VAS benefits both carriers and their customers. Carriers provide value-added services based on key functions, bringing convenience to customers, helping operators save both time and costs. Carriers use VAS to increase the time users spend on mobile devices, sell more services to customers, create harmony in the services provided by carriers, and create a differentiating factor. attract more customers.

In the 4.0 era, many telcos started to pursue new revenue streams to maintain profitability. For example, Verizon increased its accessibility through the media, Orange SA offers many financial services, mobile banking.

Carriers share up to 70% of revenue for CPs

The ConnecTechAsia Summit 2019 held in Singapore specifically focused on the central role of technology companies and carriers in building user growth, developing better monetization models, and reduce disruption rates for content providers in Asia. The symbiotic relationship that content creators have forged with the region’s telecoms and tech companies has become particularly strong.
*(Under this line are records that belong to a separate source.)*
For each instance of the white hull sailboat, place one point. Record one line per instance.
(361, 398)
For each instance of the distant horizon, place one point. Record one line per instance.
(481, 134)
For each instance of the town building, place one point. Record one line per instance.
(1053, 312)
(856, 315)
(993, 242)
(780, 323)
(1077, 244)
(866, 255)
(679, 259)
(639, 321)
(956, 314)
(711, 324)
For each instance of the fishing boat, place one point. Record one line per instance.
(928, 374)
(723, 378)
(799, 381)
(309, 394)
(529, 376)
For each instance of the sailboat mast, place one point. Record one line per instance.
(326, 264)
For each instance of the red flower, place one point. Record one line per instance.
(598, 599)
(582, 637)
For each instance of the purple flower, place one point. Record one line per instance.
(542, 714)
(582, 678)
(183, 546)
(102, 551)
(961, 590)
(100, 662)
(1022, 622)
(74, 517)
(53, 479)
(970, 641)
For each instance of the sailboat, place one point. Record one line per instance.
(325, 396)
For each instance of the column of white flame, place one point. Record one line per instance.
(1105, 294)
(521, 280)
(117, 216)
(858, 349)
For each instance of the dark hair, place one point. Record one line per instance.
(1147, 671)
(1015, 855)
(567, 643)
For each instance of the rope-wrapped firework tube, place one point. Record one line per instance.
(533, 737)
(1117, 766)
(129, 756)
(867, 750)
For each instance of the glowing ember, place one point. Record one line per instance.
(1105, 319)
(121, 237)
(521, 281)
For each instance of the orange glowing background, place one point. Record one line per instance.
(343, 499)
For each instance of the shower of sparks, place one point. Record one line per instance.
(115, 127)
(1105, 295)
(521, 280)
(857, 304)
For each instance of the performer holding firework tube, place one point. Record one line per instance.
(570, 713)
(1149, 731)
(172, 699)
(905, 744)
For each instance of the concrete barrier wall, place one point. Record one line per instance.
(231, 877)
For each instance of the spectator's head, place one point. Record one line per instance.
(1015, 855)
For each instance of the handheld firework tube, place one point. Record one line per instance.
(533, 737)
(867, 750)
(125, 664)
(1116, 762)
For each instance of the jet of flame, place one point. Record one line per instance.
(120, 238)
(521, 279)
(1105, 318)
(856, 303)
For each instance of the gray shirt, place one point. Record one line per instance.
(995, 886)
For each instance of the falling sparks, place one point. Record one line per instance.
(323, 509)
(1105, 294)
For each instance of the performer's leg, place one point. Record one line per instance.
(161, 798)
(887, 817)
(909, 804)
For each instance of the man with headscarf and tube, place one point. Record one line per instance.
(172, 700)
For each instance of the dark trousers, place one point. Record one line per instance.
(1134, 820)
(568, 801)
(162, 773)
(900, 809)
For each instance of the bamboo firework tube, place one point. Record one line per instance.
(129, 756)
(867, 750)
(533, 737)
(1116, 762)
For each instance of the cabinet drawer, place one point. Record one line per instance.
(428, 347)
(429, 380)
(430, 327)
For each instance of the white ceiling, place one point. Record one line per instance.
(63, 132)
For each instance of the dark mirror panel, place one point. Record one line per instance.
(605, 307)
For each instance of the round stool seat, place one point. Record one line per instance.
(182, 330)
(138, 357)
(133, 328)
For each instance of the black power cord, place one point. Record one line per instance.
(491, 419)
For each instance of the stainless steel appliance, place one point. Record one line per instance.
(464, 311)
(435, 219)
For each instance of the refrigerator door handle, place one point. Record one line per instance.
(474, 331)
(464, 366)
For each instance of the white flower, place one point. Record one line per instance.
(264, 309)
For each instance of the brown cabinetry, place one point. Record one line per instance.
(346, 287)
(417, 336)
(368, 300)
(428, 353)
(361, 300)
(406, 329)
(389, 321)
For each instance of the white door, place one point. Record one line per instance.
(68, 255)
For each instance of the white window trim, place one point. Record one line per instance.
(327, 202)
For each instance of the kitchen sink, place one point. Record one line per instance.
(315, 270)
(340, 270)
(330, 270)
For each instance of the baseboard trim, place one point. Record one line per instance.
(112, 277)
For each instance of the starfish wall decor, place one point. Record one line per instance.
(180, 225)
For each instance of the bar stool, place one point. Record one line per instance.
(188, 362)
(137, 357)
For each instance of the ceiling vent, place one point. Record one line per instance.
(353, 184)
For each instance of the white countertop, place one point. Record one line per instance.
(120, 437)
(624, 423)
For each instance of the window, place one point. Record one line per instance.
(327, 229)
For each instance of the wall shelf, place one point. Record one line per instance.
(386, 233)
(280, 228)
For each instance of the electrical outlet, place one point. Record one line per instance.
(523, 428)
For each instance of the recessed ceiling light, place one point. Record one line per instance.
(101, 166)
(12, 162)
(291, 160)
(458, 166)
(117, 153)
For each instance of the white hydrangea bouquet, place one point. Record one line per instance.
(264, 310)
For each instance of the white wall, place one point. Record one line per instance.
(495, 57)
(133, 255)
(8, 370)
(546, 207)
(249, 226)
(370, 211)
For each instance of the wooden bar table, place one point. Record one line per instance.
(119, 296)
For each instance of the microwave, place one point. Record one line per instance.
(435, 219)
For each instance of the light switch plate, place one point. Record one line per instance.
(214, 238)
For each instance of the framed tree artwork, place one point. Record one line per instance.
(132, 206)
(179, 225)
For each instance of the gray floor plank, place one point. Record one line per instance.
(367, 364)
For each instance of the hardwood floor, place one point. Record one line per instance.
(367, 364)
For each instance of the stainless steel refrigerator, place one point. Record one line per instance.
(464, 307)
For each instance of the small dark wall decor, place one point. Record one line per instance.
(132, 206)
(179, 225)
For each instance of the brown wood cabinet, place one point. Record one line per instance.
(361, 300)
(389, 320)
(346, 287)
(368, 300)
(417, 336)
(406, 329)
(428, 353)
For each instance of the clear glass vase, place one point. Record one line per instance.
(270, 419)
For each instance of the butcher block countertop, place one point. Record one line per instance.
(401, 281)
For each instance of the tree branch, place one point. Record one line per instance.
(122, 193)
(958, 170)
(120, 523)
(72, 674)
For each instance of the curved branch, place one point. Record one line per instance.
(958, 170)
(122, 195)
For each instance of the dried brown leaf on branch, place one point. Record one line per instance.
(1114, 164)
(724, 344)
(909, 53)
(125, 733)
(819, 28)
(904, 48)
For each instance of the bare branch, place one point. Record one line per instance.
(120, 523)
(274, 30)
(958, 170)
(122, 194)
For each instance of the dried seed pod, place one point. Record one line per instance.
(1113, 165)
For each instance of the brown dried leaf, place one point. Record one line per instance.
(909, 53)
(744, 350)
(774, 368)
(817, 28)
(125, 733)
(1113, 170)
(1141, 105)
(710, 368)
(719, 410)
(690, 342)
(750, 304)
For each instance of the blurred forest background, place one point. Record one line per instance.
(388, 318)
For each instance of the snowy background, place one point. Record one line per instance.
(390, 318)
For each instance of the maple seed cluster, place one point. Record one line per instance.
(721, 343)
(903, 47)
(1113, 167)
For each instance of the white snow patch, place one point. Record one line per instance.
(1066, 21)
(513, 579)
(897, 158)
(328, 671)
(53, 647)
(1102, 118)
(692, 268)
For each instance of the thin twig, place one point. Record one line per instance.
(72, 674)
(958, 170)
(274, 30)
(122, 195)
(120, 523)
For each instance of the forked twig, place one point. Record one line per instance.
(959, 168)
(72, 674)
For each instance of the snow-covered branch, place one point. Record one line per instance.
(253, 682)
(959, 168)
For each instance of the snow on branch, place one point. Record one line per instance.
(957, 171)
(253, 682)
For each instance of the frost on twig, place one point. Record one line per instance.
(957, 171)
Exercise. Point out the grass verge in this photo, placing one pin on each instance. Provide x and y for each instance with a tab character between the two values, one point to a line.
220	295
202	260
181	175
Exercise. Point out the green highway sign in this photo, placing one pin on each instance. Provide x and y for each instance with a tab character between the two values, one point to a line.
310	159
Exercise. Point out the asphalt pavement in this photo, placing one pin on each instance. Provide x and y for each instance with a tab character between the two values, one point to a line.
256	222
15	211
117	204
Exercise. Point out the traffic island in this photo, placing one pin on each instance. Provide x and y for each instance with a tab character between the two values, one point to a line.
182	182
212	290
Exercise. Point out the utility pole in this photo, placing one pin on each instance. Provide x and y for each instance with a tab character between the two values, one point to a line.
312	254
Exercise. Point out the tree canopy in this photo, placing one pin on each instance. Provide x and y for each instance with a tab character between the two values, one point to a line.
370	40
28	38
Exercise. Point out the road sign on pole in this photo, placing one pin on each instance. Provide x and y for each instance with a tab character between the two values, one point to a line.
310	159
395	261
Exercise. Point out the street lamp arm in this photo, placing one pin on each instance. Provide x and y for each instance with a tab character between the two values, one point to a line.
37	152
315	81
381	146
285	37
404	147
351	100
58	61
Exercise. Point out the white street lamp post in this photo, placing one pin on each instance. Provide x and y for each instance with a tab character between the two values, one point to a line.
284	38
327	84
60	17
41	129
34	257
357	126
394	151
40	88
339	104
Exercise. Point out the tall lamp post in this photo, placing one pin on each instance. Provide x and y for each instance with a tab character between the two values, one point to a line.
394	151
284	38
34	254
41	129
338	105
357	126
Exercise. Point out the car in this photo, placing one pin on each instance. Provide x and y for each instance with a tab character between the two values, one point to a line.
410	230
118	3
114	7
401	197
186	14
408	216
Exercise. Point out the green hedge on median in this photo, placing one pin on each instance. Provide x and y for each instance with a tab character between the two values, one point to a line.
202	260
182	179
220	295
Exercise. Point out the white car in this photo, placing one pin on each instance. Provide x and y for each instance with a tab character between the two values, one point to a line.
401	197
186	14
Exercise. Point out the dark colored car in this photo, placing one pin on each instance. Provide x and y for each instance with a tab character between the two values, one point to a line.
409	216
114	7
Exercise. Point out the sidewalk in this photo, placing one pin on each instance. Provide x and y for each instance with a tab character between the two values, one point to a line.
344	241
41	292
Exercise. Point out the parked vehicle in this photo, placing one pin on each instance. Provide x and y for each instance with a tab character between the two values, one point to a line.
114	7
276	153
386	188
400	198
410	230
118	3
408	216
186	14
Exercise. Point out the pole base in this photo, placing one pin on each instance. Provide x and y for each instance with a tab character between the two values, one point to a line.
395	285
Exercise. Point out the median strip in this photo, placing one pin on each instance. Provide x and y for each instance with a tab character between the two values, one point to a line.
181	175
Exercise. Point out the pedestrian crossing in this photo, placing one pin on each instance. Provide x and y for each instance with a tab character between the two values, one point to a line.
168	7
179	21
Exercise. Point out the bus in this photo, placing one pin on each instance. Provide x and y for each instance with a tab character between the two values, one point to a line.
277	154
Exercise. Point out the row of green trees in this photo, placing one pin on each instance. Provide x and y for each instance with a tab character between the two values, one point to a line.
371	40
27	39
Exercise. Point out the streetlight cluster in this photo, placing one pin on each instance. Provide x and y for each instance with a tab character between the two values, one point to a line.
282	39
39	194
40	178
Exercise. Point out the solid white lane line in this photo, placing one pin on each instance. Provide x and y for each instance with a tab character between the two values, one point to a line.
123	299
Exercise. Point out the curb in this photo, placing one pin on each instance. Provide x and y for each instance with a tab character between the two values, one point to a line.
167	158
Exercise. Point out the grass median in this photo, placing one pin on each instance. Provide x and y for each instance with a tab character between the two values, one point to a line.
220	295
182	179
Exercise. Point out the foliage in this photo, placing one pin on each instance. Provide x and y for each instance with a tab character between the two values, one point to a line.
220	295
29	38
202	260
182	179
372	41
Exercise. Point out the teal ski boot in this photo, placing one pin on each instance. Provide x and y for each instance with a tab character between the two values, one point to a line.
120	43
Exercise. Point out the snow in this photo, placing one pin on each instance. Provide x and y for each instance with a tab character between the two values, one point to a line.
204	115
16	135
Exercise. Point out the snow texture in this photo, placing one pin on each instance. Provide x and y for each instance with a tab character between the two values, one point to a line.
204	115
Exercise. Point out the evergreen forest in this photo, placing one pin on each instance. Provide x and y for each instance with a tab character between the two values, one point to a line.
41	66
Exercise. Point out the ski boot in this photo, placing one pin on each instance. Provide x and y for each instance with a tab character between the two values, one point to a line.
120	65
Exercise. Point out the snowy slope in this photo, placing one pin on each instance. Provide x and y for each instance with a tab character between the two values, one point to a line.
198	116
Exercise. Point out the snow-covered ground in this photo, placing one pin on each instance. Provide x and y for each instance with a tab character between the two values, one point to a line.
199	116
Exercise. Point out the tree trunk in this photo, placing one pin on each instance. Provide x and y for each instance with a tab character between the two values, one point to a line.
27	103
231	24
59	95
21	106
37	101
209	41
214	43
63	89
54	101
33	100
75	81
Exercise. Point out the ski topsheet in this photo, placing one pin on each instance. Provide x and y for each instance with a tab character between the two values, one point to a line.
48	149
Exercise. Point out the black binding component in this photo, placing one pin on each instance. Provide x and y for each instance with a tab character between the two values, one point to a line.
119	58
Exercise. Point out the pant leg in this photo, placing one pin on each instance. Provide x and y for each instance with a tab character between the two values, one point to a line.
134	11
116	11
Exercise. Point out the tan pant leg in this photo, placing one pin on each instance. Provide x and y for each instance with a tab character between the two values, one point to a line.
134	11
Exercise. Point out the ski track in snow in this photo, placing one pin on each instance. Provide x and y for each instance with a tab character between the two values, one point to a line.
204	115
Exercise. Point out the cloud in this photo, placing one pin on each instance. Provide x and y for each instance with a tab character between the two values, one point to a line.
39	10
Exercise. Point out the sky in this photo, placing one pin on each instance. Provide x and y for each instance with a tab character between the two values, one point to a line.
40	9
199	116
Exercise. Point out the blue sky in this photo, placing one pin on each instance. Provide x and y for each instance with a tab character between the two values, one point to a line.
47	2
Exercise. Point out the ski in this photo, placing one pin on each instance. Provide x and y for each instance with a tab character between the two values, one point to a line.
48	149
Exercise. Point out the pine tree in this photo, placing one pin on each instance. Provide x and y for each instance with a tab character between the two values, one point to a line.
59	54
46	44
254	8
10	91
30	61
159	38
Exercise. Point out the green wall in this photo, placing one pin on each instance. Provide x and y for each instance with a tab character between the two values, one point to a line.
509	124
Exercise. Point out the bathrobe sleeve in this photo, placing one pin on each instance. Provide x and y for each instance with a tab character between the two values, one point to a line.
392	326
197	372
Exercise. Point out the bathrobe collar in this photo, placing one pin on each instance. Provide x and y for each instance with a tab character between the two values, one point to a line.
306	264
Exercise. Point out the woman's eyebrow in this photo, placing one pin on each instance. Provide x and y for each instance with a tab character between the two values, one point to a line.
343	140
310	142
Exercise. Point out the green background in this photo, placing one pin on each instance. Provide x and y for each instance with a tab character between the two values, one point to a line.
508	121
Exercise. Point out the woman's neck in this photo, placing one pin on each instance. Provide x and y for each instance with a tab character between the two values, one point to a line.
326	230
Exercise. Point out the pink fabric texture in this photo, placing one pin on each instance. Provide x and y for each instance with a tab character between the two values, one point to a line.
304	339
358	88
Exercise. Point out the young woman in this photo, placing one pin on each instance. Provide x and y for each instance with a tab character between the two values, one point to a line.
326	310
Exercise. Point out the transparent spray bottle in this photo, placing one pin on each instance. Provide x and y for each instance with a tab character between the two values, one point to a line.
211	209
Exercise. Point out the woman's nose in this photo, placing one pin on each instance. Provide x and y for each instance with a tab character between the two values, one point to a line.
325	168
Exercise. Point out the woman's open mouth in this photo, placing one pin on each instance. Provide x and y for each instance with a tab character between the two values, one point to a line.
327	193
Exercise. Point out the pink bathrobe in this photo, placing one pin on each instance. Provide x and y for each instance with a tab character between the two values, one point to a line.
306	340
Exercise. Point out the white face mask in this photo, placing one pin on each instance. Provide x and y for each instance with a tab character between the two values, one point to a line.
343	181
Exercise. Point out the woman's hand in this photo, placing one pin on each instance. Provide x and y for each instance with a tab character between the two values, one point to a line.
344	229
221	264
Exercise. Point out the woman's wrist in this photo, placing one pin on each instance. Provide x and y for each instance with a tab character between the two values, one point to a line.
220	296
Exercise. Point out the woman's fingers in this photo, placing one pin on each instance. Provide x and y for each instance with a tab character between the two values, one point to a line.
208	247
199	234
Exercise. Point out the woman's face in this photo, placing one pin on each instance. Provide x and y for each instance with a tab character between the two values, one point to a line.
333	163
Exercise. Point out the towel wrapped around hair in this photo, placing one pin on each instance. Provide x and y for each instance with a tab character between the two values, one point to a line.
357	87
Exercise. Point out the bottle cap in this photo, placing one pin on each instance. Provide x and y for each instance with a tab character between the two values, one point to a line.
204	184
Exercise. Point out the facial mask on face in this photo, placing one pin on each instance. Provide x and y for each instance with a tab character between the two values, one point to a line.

As the market evolves, revenue sharing business models also increase to help sustain these types of partnerships.

Rohan Tiwary, head of Radio, Media & Entertainment Partnerships at Google Asia Pacific, notes that creating progressive deal models is critical to being able to support the needs of content providers as more choice and control and new genres and formats emerge.

A question arises after focusing on developing content services, how will foreign carriers share revenue with CPs? There are many business models and sharing rates, but normally the CP rate will be 70% and the network operator will collect 30%.

In Japan and Europe, the share ratio is from 65% to 85%, priority is given to VAS service providers. For example, in Japan, network operator NTT Docomo shared 70% of revenue with VAS companies. This will help CPs have enough money to invest in content creation and provide many services to customers. Vodafone India is the only carrier in India that shares 70% of its revenue with VAS – but only for D2C services. The D2C service allows subscribers to use the service directly from the Internet using a smartphone, for example a person can download songs from the Hungama portal on the phone using the Vodafone network.

In China, in 2015, China Mobile adjusted for service providers to hold 85%, only if they self-market and take care of customers related to VAS products. Otherwise, China Mobile will hold between 30 and 50%.

While world carriers are giving better shares to CPs, in Vietnam CPs are receiving an average of about 30%, even some CPs only receive 25% of revenue. Therefore, CPs think that this rate is not enough for CPs to reinvest in attractive new content to provide to network customers. Therefore, many CPs have chosen to leave this game. Therefore, this is posing a risk that the carriers will not have rich content to provide to their customers and also affect the operators’ own revenue, when customers do not use the service. content services, because they are so poor.